SVIATOHIRSK, Ucrânia – Quando Myroslava, uma gerente de construção de 36 anos, voltou para sua cidade natal, Sviatohirsk, no leste da Ucrânia, no mês passado, ela esperava encontrar sua casa destruída por um bombardeio.

Sua casa foi realmente danificada, mas ela descobriu algo ainda mais perturbador: seus vizinhos, que ficaram para trás durante a ocupação russa, roubaram móveis, isolamento e telhas de sua casa e de uma propriedade que ela administrava na cidade.

Essas eram as pessoas com quem ela havia crescido, ela lamentou. Pior ainda, as telhas saqueadas eram visíveis no telhado do vizinho.

“Amigos não são mais amigos,” ela disse em um dia frio de novembro, seu cabelo castanho preso em um gorro e seu pequeno corpo envolto em um casaco de inverno. “Os vizinhos não são vizinhos. Parentes – uma parte deles não é mais parente, porque ninguém esperava que a gente voltasse.”

Ansiedades semelhantes têm ocorrido entre os moradores da cidade, ainda quase vazia, desde que as forças ucranianas a libertaram em setembro. A chegada dos russos no verão impôs uma espécie de teste decisivo para Sviatohirsk e outras comunidades unidas no leste da Ucrânia, onde a igreja russa e a televisão russa vinham há anos promovendo a lealdade a Moscou.

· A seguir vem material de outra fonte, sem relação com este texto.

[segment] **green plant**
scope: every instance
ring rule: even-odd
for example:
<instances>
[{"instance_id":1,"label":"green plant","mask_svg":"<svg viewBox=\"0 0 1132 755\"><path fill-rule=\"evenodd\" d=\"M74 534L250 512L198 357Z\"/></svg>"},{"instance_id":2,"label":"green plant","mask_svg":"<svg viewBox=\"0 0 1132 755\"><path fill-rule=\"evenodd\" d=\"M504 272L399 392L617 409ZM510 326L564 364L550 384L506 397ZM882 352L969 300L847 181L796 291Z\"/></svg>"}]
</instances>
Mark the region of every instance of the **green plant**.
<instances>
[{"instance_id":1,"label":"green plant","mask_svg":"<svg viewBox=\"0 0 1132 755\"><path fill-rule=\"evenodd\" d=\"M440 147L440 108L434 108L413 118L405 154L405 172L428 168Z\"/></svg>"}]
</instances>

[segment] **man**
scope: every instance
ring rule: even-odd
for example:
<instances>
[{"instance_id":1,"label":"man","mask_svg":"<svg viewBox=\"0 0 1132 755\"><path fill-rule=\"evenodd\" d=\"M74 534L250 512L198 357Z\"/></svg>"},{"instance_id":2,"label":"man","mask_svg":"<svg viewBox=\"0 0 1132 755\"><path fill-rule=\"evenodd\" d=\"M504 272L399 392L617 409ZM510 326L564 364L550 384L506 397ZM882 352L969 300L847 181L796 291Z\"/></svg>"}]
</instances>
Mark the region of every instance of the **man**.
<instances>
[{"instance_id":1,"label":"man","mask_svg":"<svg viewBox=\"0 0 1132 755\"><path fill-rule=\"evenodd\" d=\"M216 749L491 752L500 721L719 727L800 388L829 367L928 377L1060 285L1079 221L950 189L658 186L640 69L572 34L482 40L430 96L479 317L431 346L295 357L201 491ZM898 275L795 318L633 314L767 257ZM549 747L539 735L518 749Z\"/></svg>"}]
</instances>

Enquanto os civis que fugiram de Sviatohirsk reencontram os vizinhos que ficaram, os residentes dizem que agora se olham com desconfiança. E quando um inverno frio se aproxima, a cidade permanece dividida – não por linhas de trincheiras e artilharia, mas por onde estão as lealdades das pessoas: com Moscou ou Kyiv.

As suspeitas são tão altas que os moradores nem sequer concordam de que lado, Rússia ou Ucrânia, é responsável pelo bombardeio que atingiu vários bairros da cidade, danificou casas e matou várias dezenas de pessoas.

“Ninguém está deixando escapar – quem ele representa e tudo mais”, disse um morador, um homem mais velho que se recusou a fornecer seu nome. Ele estava sentado ao lado de um fogão de aço quente em uma cafeteria improvisada chamada Bouchée, que serve como um território neutro de fato: um lugar onde tanto os pró-ucranianos quanto os pró-russos podem comer alguma coisa sem serem incomodados, desde que se mantenham isolados.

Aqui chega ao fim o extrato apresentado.